= FabSwingers =

Social networking website for swingers

FabSwingers is a British adult social networking and online dating service aimed primarily at swingers and people seeking casual relationships. The website was established in 2006 by a swinging couple. The website has options for men, women and transgender users, and allows users to sort by location, venues, as well as individual fetishes and kinks. It has a companion website called FabGuys which is aimed at gay and bisexual men, as well as transgender people.

== Features ==
A profile on FabSwingers can represent a single person or a couple and consists of age, gender and sexual orientation along with a list of interests which can include cuckoldry, dogging and oral sex, among others. Profiles can also be verified for authenticity when the user submits a photograph of themselves along with their username written down.

FabSwingers operates on a freemium model with features including seeing higher-resolution photos and seeing other users who have looked at the logged-in profile. Advertising is also removed for paying members.

== Reception ==
The user interface of the website has been criticised for being dated.

== Incidents ==
In March 2018, Jesse McDonald fatally stabbed Naomi Hersi, a transgender woman, following an encounter arranged on FabSwingers. He was found guilty of murder and sentenced on 1 November.
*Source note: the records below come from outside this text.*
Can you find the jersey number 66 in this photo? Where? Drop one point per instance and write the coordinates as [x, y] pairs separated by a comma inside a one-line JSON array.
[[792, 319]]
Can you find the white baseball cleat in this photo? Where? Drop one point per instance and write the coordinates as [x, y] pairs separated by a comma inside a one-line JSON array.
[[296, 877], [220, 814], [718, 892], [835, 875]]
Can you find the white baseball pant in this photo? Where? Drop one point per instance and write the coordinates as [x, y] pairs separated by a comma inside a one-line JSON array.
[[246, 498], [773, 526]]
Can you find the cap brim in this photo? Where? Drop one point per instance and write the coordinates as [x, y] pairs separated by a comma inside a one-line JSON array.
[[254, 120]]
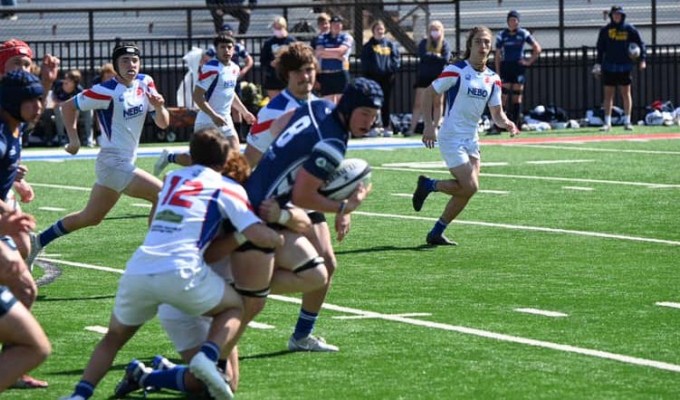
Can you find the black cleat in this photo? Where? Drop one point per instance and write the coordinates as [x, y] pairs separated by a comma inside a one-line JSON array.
[[131, 381], [420, 194], [439, 240]]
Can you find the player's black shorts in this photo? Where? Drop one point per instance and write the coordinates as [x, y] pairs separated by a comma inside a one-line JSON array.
[[512, 72], [316, 217], [7, 300], [616, 78], [333, 82]]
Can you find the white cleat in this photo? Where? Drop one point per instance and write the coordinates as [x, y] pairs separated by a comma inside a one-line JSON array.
[[311, 343], [161, 163], [206, 371]]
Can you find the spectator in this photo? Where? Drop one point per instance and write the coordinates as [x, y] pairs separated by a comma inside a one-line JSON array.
[[433, 53], [235, 8], [323, 26], [9, 15], [272, 84], [63, 90], [379, 62], [511, 64], [333, 50], [615, 63]]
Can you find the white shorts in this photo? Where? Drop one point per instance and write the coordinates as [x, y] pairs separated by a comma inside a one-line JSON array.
[[114, 172], [139, 296], [457, 151], [227, 130], [187, 331]]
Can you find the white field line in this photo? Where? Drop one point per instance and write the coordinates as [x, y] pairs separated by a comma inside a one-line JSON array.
[[541, 178], [547, 162], [595, 149], [545, 313], [452, 328], [667, 304], [367, 317], [526, 228], [51, 209], [97, 328]]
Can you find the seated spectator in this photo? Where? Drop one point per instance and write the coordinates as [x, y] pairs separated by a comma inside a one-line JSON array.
[[63, 90]]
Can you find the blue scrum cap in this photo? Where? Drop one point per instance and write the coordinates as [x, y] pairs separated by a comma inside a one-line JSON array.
[[360, 93]]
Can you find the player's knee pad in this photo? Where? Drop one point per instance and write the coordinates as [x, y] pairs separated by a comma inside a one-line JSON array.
[[252, 293], [309, 264]]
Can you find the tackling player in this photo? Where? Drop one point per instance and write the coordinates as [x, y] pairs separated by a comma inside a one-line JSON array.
[[469, 86]]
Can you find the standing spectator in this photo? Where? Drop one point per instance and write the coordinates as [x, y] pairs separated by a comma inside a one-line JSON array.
[[235, 8], [323, 26], [470, 87], [63, 90], [433, 53], [333, 50], [379, 62], [615, 64], [10, 15], [272, 84], [511, 64], [122, 104]]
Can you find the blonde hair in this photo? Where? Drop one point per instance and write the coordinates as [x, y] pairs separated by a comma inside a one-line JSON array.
[[432, 46], [279, 20]]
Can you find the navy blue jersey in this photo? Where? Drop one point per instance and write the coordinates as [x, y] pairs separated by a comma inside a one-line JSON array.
[[511, 43], [314, 139], [10, 153]]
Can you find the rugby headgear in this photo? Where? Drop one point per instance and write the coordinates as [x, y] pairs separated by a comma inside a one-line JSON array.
[[123, 49], [13, 48], [360, 93], [17, 87], [512, 14]]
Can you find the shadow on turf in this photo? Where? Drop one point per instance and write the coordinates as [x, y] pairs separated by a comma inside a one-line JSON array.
[[419, 247]]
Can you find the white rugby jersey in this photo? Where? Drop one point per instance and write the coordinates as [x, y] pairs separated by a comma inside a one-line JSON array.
[[192, 205], [468, 91], [260, 136], [121, 112], [219, 82]]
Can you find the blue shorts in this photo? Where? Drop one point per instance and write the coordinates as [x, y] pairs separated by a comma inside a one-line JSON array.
[[7, 300], [333, 82], [512, 72]]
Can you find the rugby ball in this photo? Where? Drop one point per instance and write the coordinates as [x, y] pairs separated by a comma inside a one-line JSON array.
[[633, 51], [345, 179]]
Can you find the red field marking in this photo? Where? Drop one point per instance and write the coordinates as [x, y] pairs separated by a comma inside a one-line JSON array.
[[571, 139]]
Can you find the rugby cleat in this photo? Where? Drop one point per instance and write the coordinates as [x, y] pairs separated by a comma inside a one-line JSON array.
[[36, 248], [207, 372], [161, 163], [311, 343], [134, 373], [421, 193], [439, 240]]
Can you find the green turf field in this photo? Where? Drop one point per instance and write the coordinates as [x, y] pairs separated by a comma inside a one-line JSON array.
[[587, 230]]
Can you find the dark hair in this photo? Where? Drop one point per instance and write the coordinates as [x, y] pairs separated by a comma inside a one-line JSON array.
[[222, 38], [292, 57], [208, 147]]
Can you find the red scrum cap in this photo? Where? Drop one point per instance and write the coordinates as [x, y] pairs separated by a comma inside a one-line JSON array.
[[13, 48]]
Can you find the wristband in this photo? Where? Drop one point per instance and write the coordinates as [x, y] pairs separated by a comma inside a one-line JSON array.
[[341, 209], [240, 238], [284, 216]]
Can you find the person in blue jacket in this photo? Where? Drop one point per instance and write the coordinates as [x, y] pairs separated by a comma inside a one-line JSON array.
[[433, 53], [379, 62], [615, 62]]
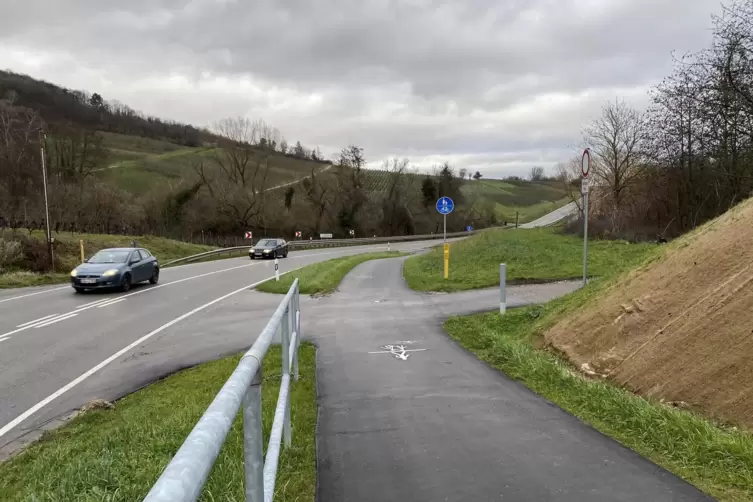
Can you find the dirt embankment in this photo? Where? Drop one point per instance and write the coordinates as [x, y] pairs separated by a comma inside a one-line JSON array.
[[680, 328]]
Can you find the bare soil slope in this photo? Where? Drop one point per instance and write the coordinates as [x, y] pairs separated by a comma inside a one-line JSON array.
[[680, 328]]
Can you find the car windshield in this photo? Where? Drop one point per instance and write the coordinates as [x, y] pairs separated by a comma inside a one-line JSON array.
[[110, 257]]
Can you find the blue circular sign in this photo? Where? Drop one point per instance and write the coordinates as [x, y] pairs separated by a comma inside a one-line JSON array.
[[445, 205]]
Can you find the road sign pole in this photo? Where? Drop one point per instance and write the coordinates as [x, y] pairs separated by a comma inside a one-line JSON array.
[[445, 205], [585, 168], [585, 238]]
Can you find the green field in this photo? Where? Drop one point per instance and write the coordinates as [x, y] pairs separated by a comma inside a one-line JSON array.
[[323, 277], [531, 255], [117, 454], [139, 165]]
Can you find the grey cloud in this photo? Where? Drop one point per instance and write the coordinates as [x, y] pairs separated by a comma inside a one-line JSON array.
[[430, 56]]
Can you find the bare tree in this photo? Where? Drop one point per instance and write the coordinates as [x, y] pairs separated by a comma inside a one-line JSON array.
[[537, 173], [616, 140], [239, 173]]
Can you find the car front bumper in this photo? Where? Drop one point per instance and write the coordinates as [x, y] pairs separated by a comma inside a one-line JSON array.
[[99, 282]]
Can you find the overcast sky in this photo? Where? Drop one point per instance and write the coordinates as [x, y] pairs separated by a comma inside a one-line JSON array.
[[492, 85]]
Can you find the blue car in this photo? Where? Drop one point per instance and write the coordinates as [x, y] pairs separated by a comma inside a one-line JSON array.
[[115, 268]]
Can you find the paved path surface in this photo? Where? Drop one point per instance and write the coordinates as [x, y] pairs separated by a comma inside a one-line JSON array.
[[440, 425], [97, 348]]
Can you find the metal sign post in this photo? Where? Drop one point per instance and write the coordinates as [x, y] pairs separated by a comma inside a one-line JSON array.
[[585, 167], [445, 205]]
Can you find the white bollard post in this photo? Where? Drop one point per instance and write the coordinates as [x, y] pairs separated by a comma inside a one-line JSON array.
[[502, 284]]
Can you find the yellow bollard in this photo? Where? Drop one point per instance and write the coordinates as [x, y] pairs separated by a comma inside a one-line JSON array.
[[446, 261]]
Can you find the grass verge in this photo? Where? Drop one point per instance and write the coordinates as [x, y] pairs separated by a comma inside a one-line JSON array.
[[530, 254], [323, 277], [716, 459], [118, 454]]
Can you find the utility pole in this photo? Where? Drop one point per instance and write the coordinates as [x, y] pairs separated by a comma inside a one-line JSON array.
[[42, 142]]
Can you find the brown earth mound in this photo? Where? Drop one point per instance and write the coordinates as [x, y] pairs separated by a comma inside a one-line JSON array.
[[680, 328]]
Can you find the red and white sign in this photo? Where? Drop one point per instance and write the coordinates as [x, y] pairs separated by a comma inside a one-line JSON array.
[[585, 162], [584, 186]]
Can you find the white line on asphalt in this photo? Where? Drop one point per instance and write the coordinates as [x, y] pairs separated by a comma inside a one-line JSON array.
[[44, 402], [105, 300], [107, 304], [33, 294], [36, 320], [53, 321], [153, 288]]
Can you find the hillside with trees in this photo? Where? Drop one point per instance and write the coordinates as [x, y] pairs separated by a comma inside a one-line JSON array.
[[114, 170]]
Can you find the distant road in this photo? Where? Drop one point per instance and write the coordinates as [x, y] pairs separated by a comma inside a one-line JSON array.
[[59, 349], [553, 217]]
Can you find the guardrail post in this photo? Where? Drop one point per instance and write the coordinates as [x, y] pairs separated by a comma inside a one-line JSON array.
[[253, 448], [297, 330], [285, 340], [502, 286]]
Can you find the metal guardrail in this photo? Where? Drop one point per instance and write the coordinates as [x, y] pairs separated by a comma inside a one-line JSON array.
[[187, 473], [321, 243]]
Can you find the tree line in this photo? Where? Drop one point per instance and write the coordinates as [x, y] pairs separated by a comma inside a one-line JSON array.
[[686, 159]]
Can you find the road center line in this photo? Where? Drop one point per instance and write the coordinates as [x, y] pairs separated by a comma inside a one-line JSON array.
[[36, 320], [107, 304], [87, 306], [53, 321], [44, 402], [33, 294]]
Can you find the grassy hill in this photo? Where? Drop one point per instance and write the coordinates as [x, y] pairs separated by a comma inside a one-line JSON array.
[[115, 170]]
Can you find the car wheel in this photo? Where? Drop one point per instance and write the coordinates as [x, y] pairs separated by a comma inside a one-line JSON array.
[[126, 286]]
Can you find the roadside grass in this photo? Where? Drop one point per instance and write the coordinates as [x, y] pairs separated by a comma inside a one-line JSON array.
[[117, 454], [68, 254], [323, 277], [715, 458], [531, 255]]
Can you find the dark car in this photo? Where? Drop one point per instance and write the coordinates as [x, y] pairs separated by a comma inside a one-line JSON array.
[[115, 268], [269, 248]]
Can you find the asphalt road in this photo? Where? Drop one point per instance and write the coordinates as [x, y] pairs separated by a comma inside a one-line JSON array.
[[59, 350], [435, 423]]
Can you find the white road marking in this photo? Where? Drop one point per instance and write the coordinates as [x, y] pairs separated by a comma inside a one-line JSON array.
[[53, 321], [36, 321], [44, 402], [33, 294], [105, 300], [153, 288], [398, 350], [107, 304]]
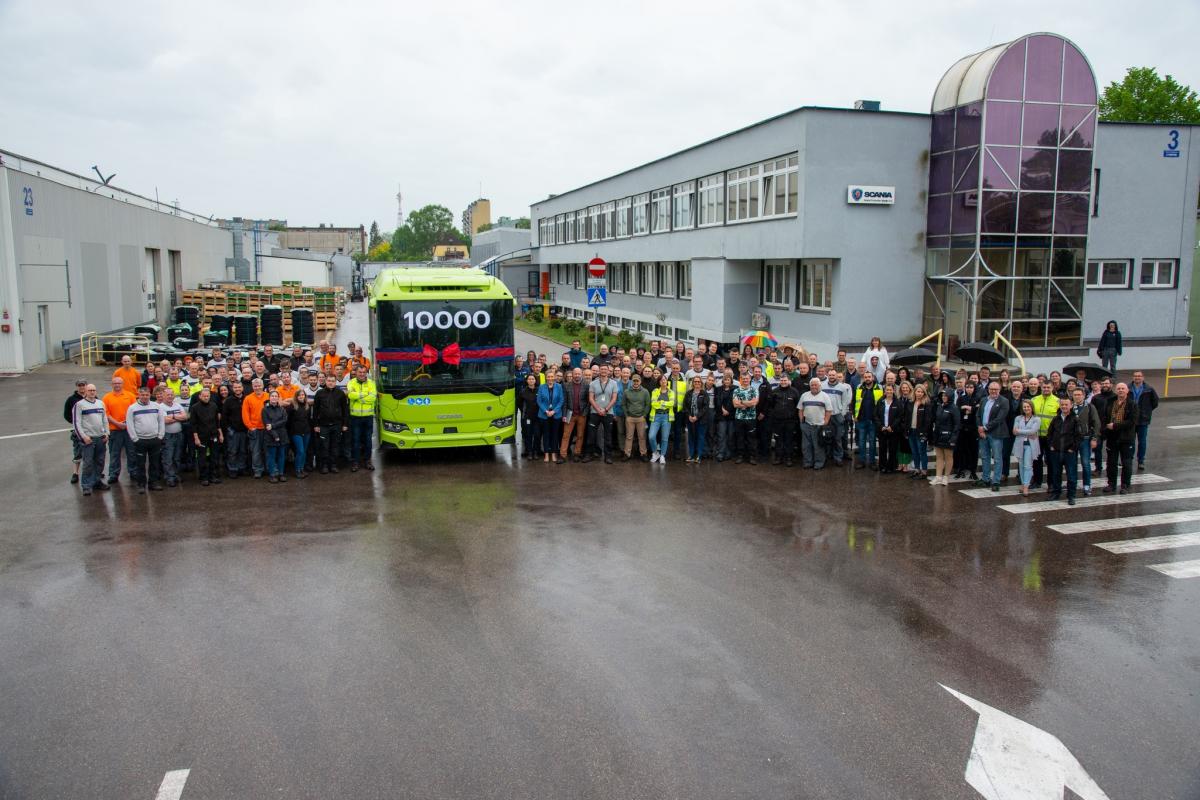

In June 2026, a BBC News investigation found that 329 crime reports since 2023 mentioned the site and included allegations of rape, coercive control and assault, though it noted the figures did not establish FabSwingers was responsible.The forces that responded also recorded 26 people as having been charged or summonsed in cases where FabSwingers had been mentioned, with 23 cases ongoing. The BBC did not request information about any of the UK's other swinging websites.
FabSwingers said consent was the foundation of swinging and that it had co-operated with the police.